A/B testing methods, apparatus, systems and presentations of A/B testing results are disclosed. An A/B testing method may include presenting a first version and second version under test to first and second groups of customers. The method may further include collecting, during a first test period, data based on responses to the first and second versions under test, and determining, based on data collected during the first test period, a probability representative of a likelihood that the second version outperforms the first version.

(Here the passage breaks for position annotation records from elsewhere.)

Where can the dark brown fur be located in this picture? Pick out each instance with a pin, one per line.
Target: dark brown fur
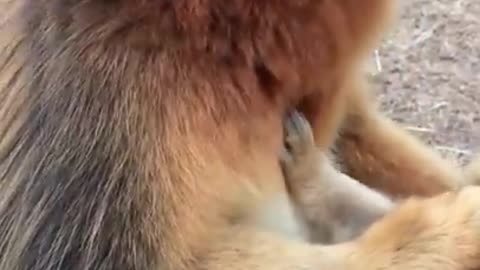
(142, 134)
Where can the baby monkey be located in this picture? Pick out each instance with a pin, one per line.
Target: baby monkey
(333, 206)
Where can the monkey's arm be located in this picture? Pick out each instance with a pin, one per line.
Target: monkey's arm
(381, 154)
(419, 234)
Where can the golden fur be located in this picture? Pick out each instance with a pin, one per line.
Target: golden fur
(146, 134)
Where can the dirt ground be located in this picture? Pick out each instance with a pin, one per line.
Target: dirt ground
(430, 77)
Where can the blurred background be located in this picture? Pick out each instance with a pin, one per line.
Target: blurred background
(430, 74)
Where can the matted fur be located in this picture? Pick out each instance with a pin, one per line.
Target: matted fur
(144, 134)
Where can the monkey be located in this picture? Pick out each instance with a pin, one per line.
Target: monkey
(335, 207)
(146, 135)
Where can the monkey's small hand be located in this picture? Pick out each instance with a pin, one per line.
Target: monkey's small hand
(299, 143)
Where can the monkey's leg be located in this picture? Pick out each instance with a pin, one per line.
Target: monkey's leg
(420, 234)
(381, 154)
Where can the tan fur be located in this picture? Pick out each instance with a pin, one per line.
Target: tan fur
(146, 134)
(381, 154)
(472, 172)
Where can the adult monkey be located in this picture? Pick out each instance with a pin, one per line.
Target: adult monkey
(146, 134)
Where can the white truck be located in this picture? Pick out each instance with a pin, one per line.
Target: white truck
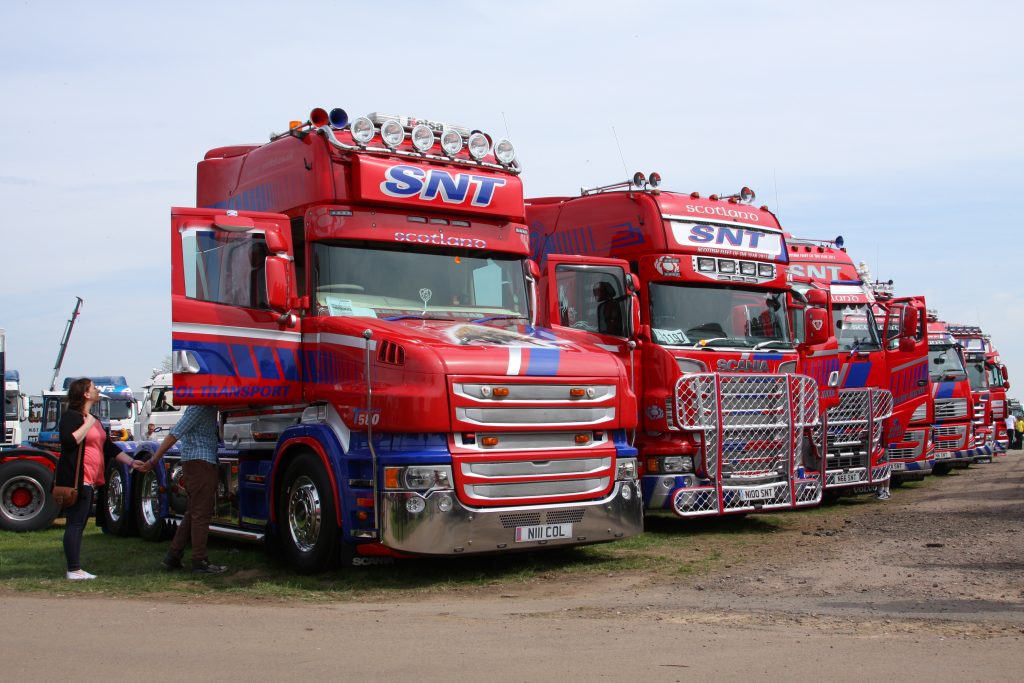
(15, 407)
(157, 412)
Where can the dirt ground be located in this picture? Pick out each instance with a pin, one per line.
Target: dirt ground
(927, 587)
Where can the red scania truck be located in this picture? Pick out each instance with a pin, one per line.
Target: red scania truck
(952, 426)
(988, 395)
(881, 382)
(726, 423)
(356, 298)
(912, 457)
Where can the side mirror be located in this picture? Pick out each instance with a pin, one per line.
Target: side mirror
(817, 297)
(816, 326)
(632, 282)
(910, 323)
(275, 242)
(535, 269)
(279, 272)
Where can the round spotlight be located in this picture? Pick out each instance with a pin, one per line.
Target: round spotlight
(452, 142)
(318, 117)
(363, 130)
(392, 133)
(338, 118)
(479, 145)
(423, 137)
(504, 152)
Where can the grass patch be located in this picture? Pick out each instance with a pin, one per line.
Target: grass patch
(130, 567)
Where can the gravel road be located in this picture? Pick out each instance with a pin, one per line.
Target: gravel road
(927, 587)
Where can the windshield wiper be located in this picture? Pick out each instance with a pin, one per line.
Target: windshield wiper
(704, 343)
(416, 316)
(772, 341)
(500, 317)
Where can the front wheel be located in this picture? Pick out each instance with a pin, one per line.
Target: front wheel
(26, 504)
(120, 519)
(151, 522)
(310, 536)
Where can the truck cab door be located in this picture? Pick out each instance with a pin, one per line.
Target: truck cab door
(235, 341)
(590, 294)
(904, 334)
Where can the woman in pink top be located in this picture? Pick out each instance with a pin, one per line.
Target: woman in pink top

The method may also include calculating an estimate for a second test period over which additional data regarding responses to the first and second version is to be collected before the likelihood that the second version outperforms the first version has a predetermined relationship to a target probability.

Description

    FIELD OF THE INVENTION
  • Various embodiments relate to electronic commerce (e-commerce), and more particularly, to A/B testing of e-commerce sites and visualizing results obtained via A/B testing.
  • BACKGROUND OF THE INVENTION
  • Electronic commerce (e-commerce) websites or sites are an increasingly popular venue for consumers to research and purchase products without physically visiting a conventional brick-and-mortar retail store. An e-commerce site may provide products and/or services to a vast number of customers. As a result, an e-commerce site may serve customers having a wide range of different economic, social, and other factors. In attempts to better serve such a diverse customer base, an e-commerce site may utilize A/B testing to ascertain changes that may result in a more useful site for its customer base. A/B testing generally involves testing two variants or versions, A and B, to determine which version performs better. In particular, A/B testing may identify changes that increase or maximize an outcome of interest (e.g., click-through rate for a banner advertisement). As the name implies, two versions (A and B) are compared, which differ in at least one aspect believed to impact user behavior. Version A may correspond to the currently used version, while version B may correspond to a version proposed to replace version A and which is modified in some respect to version A.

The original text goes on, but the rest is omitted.